12m rural digital research boost


The grant will be used to improve areas like healthcare

More than £12m has been given to the University of Aberdeen to find ways of using digital technology to assisting rural communities.

The funding will look at how technology can help improve issues such as healthcare, transport and tourism.

The University of Dundee has also benefited, sharing in funding for work centred around Newcastle University.

The funding is from the Research Councils UK's (RCUK) Digital Economy Programme.

The £12.4m is the largest single grant Aberdeen has ever received, and is expected to create dozens of jobs.

This will not only harness economic potential but also change in very practical ways the lives of millions of people across the UK and beyond
Prof C Duncan Rice
University of Aberdeen

Researchers will work alongside partners including the NHS, transport firm FirstGroup, and rural business and community groups.

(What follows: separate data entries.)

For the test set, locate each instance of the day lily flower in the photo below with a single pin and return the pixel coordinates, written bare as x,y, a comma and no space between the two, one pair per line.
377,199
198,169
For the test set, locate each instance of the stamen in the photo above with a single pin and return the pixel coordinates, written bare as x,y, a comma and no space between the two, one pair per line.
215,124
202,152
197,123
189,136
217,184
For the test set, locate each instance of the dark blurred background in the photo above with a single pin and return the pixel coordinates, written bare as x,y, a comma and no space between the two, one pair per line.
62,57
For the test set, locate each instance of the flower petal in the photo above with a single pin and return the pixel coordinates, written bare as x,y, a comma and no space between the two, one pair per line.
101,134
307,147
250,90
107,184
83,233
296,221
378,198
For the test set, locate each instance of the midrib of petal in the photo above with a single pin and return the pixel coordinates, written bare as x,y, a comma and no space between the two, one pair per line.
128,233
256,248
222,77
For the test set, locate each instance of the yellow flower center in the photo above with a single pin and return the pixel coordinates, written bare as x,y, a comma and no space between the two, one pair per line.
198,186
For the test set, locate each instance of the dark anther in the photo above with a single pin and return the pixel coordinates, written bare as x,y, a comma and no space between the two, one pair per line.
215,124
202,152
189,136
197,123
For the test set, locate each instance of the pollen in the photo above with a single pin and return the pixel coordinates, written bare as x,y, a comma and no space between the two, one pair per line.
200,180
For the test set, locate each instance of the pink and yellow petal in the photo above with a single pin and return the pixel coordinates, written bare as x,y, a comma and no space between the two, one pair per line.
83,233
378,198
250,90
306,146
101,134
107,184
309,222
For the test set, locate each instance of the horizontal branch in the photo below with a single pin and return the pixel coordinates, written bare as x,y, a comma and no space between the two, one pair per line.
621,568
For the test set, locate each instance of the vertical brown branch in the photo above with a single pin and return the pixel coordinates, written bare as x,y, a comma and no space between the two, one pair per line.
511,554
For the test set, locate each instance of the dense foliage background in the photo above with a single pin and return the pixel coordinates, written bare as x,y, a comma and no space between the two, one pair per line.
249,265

Prof John Farrington, of the University of Aberdeen's school of geosciences, and who will be director of the Rural Digital Economy Research Hub, said: "Untapped economic potential in rural areas is of crucial significance.

"Digital technology has a key role to play in realising this potential.

"The Rural Digital Economy Research Hub based at the University of Aberdeen will develop advances in technology which have the potential to transform how people in rural communities live and work in the future."

Prof C Duncan Rice, principal and vice-chancellor of the University of Aberdeen, said it was "an extremely important" grant.


"[It] will create 60 new posts and studentships," he said.

"It brings together experts from different disciplines to exploit rapidly-advancing digital technology and bring economic, health, and quality of life benefits to rural communities.

"This will not only harness economic potential but also change in very practical ways the lives of millions of people across the UK and beyond."

The University of Dundee will form a key part in the hub being led by Newcastle, which will address four fields where digital technologies and the building of a truly inclusive digital economy could deliver major social benefits: Connected Home & Community; Accessibility; Inclusive Transport Services; and Creative Industries.

A critical aspect of the research will be by working closely with people who are affected by social exclusion.

The team will work with a group of 3000 volunteers from the Dundee and Newcastle areas. This will include people from a range of age groups and with a variety of disabilities and learning difficulties.